Writing vs Living
My mother died last week. She was eighty one, and had had an amazing life, and was getting frail, so it was a blessedly sudden and speedy release for her, but a terrible shock for the rest of us. Grief is a strange, exhausting business. It comes at you in waves over which you have no control. Every time you think are okay to stand up it knocks you down again. And again. The frequency of this reduces in time of course, but not always the intensity. I know that with my father, who died fifteen years ago, I can still feel the loss of him like a hammer-blow to the back of the head.
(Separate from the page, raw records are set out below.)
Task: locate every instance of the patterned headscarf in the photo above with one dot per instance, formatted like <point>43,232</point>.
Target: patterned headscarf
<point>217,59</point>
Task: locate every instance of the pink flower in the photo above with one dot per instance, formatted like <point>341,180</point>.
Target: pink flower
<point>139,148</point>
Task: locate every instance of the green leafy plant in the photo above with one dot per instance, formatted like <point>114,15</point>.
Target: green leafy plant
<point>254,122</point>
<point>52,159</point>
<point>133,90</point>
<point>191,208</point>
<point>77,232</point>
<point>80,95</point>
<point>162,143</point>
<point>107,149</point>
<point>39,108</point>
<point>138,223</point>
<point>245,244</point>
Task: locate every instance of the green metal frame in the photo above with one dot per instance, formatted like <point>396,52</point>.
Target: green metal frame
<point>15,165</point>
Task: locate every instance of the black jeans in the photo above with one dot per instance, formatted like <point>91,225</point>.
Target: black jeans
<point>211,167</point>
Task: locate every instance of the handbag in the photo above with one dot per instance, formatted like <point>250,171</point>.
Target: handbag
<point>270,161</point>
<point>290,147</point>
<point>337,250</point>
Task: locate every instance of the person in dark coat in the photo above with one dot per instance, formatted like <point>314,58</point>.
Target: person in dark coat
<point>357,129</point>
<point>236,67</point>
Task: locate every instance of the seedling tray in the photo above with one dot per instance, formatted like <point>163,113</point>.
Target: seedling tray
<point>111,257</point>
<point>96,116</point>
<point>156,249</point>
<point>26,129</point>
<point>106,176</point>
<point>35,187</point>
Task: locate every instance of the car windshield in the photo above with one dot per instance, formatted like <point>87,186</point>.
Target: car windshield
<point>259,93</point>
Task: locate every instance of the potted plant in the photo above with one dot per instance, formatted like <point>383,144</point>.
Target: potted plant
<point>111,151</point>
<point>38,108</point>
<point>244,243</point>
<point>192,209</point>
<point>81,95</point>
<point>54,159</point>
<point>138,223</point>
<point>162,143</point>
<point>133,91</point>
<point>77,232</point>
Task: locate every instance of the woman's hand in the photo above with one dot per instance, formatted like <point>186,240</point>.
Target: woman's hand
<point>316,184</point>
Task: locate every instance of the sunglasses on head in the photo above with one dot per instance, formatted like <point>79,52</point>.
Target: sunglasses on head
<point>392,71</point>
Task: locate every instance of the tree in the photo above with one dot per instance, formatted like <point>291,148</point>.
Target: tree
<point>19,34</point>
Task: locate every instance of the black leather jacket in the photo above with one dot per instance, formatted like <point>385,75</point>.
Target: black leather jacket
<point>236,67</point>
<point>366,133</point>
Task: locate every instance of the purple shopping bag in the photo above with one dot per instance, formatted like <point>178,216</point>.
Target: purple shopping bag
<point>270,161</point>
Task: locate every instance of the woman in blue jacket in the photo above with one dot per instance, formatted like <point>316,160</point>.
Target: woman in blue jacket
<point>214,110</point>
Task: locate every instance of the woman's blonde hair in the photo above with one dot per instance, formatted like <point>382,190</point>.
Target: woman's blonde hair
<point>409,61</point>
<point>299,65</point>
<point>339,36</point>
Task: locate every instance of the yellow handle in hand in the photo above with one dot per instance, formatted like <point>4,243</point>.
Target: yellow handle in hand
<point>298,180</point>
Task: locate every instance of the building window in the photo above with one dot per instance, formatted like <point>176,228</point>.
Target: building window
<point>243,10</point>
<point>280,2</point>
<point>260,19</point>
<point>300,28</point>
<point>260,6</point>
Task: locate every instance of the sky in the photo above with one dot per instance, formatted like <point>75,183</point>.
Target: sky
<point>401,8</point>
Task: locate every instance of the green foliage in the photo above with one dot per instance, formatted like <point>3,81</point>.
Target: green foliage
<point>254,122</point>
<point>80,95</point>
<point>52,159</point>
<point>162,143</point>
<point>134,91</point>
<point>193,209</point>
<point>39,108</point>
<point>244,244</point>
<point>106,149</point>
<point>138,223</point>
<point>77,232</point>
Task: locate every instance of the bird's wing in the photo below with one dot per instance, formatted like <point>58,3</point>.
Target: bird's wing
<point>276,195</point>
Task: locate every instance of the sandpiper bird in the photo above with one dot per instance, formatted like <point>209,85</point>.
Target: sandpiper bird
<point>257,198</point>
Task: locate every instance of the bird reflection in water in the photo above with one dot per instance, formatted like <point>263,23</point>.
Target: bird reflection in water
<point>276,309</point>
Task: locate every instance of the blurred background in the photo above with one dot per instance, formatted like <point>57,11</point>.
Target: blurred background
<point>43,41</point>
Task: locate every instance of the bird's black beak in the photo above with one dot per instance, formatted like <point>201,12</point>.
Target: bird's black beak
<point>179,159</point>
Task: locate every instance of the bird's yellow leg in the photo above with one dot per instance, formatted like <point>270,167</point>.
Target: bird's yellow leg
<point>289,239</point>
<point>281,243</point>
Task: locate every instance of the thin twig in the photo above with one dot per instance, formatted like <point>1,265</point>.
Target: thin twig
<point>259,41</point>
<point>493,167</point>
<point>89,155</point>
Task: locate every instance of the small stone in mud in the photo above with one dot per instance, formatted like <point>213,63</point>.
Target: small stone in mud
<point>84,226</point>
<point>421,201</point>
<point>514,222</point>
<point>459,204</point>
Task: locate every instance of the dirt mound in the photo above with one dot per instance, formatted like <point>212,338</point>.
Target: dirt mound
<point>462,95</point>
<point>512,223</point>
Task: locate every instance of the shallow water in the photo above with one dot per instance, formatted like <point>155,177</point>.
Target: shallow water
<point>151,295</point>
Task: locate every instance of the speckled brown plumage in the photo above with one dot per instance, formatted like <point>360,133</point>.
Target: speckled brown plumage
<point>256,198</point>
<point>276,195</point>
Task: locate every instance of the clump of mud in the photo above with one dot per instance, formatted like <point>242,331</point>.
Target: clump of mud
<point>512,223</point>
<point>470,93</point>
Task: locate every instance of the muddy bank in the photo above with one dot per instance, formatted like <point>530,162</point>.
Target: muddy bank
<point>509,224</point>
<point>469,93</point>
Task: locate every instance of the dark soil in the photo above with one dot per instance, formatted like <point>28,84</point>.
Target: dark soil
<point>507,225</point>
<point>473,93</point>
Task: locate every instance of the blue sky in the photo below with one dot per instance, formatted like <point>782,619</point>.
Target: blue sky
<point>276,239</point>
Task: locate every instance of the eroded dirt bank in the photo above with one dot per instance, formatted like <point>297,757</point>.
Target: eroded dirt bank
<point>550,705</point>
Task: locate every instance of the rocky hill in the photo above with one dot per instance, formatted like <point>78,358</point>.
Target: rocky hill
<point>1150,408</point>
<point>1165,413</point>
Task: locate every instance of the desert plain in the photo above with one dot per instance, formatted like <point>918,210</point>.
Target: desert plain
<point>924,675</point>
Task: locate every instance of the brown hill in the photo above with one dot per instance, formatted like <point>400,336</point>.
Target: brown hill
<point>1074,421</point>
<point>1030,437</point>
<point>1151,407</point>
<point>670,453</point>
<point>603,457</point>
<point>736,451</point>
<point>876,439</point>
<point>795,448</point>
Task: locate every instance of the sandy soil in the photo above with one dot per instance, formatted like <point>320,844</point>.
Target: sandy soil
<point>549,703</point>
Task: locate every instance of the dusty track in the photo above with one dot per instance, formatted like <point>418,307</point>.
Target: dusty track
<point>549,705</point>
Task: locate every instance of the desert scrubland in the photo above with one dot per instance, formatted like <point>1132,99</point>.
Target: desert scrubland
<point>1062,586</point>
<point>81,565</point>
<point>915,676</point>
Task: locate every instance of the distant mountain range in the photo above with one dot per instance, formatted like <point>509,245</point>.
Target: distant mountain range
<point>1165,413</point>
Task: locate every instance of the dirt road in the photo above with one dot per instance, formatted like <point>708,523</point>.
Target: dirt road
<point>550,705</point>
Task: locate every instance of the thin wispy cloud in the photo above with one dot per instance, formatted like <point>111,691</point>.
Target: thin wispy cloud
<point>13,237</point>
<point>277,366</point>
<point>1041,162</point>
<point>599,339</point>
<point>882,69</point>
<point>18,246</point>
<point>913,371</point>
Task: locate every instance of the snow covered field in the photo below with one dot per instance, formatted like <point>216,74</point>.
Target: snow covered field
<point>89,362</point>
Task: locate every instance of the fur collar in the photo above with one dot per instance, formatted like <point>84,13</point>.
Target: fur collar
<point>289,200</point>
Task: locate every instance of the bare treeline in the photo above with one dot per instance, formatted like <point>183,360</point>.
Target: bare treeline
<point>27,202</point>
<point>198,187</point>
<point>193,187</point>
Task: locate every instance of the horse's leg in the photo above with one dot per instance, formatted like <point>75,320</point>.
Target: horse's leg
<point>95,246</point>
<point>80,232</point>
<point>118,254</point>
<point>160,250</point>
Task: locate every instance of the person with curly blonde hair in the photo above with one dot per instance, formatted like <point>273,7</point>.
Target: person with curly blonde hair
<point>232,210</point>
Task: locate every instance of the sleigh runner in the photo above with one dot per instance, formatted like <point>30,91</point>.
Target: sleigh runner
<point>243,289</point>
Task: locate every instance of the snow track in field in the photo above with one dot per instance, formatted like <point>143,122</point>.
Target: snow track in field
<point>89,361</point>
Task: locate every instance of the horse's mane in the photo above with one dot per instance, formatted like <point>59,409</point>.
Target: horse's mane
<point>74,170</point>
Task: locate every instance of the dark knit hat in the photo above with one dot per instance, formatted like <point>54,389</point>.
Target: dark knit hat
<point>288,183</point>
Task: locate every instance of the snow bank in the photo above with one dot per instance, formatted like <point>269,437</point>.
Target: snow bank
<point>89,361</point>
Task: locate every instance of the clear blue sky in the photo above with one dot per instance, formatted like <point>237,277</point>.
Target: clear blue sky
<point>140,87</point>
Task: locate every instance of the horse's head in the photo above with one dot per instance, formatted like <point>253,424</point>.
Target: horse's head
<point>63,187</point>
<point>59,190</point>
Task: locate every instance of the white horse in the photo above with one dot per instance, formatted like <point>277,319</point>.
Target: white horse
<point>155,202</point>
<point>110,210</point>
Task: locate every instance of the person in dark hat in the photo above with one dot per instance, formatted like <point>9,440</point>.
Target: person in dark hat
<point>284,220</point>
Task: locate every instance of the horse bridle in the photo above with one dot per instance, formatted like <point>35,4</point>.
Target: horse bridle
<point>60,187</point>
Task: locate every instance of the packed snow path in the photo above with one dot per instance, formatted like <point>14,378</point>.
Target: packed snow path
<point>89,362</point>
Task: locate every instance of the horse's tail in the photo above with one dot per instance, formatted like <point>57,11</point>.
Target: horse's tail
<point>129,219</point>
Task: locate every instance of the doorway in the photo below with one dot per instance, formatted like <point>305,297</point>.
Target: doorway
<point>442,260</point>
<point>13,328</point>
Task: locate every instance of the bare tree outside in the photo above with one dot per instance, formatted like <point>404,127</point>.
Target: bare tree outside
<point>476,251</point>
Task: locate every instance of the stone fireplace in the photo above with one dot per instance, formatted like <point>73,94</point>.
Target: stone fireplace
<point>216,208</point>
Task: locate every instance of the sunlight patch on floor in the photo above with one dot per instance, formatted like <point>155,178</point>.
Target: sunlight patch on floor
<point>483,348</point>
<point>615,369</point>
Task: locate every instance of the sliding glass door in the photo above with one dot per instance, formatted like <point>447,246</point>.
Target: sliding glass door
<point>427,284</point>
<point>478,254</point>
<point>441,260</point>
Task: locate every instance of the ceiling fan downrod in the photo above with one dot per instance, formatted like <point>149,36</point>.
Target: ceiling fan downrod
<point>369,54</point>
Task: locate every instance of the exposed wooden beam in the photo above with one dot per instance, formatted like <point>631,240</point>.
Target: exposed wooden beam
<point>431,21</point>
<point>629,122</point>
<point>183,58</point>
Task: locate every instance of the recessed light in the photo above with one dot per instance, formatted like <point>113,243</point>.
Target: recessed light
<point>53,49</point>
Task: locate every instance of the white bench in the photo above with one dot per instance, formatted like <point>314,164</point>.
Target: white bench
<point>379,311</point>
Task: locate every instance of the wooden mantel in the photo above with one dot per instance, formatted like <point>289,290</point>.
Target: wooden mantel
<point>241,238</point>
So I was somewhat taken aback when a well-meaning acquaintance to whom I had broken the news about Mum said: 'Oh but this is the sort of thing you write about all the time isn't it'. As if writing about Love and Loss (which, yes,I do) might somehow lessen the punch of such dramas when they occur in my 'real' life. I was kind to her. I swallowed my tears. I said I saw her point, but that writing about such things was like swimming, while experiencing them was like drowning.
Nora Ephron famously said of life's experiences that for a writer everything is 'grist to the mill'. Yes, it can be. But only after a process of fermentation and resurfacing and the protective, refracting prism of the imagination. In the meantime the tsunami of real life hits the writer as hard as the next person. Joy is joyous and pain hurts like fuck. The shock of loss renders the mind blank. On hearing that Mum was dying I couldn't even think how to open my front door.
Writing is tough. But nothing like as tough as the business of being alive.